In an interview $63\%$ of $100$ randomly chosen people gave an positive answer. $p$ is this amount from all people. What is the maximum likelihood estimation of $p$? Calculate the wald interval of $p$!
I understand it so, that $p = 0.63 $. I also want to give the steps of the deviation of the formula of the likelihood. So I tried to start with this formula for the likelihood: $L(p)=\prod \limits_{i=1}^{n}p(x_i, p) = \prod \limits_{i=1}^{n}P(X_i=x_i) = \prod \limits_{i=1}^{100}P(X_i =0.63)$
$\hat{p} = \frac{1}{n} * \sum\limits_{i=1}^{n} x_i = \frac{1}{100} * 63 = 0.63$
And for the wald interval:
$\hat{p} \pm Z_{1-\frac{\alpha}{2}} * \sqrt{\frac{\hat{p} (1-\hat{p} )}{n}}$
When I use $0.63$ for $\hat{p}$ I get the interval $[0.54; 0.72]$.
So I don't really understand how to get from the formula of $L(p)$ to the value of $\hat{p}$. I'm also not sure if this is already my final result for the likelihood. I got this with the help of a book, and there seem to be some steps missing. I'm also not sure if this is in general the right way of solving it and if I used the right formula and values for the Wald interval.
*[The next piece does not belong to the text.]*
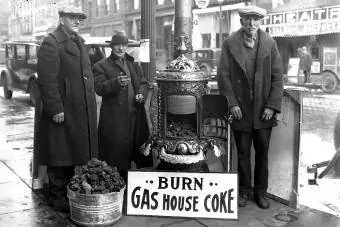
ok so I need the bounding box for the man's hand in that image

You are generally on the right track, but you have not shown how to get from your first displayed equation to your second one. For details of that, please see page 5 of these notes, one of the many other similar derivations available online, or on this site, where the development is the same but the notation is quite different (so I am reluctant to call your Question a duplicate).
The outline of these steps is to find the logarithm $\ell(p)$ of $L(p),$ and to find the derivative $\frac{\partial}{\partial p}\ell(p)$ of $\ell(p)$, then finally to set the partial derivative equal to $0$ and solve for $p$ in terms of $X$ and $n$. As shown in the first link, the solution is $\hat p = X/n.$ (In addition, you should check to make sure that you have found a relative maximum, not minimum or saddle-point by setting the derivative equal to zero.)
The particular situation for your Question is shown graphically below. The curve is the likelihood function $L(p)$ and the red line indicates that its maximum is at $p = .63.$
If $X \sim \mathsf{Binom}(n = 100, p),$ then the maximum likelihood estimator (MLE) $\hat p$ of $p$ is $\hat p = X/n$ $= 63/100$ $= 0.63$ in your problem, as you say.
The 95% Wald confidence interval (CI) for $p$ is of the form $\hat p \pm 1.96\sqrt{\frac{\hat p(1-\hat p)}{n}},$ where 1.96 cuts 2.5% from the upper tail of the standard normal distribution and $\hat p$ is the MLE of $p.$
In your problem, this CI computes to $(0.535, 0.725),$ which matches your computation.
Note: The Wald interval is derived using asymptotic arguments, and so it works best for large $n$. In particular, the Wald interval makes two approximations: (a) the normal approximation to the binomial distribution and (b) the estimation of the standard error of $\hat p$ which is $\text{SE} = \sqrt{\frac{p(1-p)}{n}}$ by $\widehat{\text{SE}} = \sqrt{\frac{\hat p(1-\hat p)}{n}}.$ The combination of these two approximations causes the actual coverage probability of the Wald interval to be considerably different from 95% (often less than 95%) for $n < 500$ or $1000.$ The Wikipedia article on 'binomial distribution' discusses other styles of CIs for binomial $p$ that have more dependable coverage probabilities.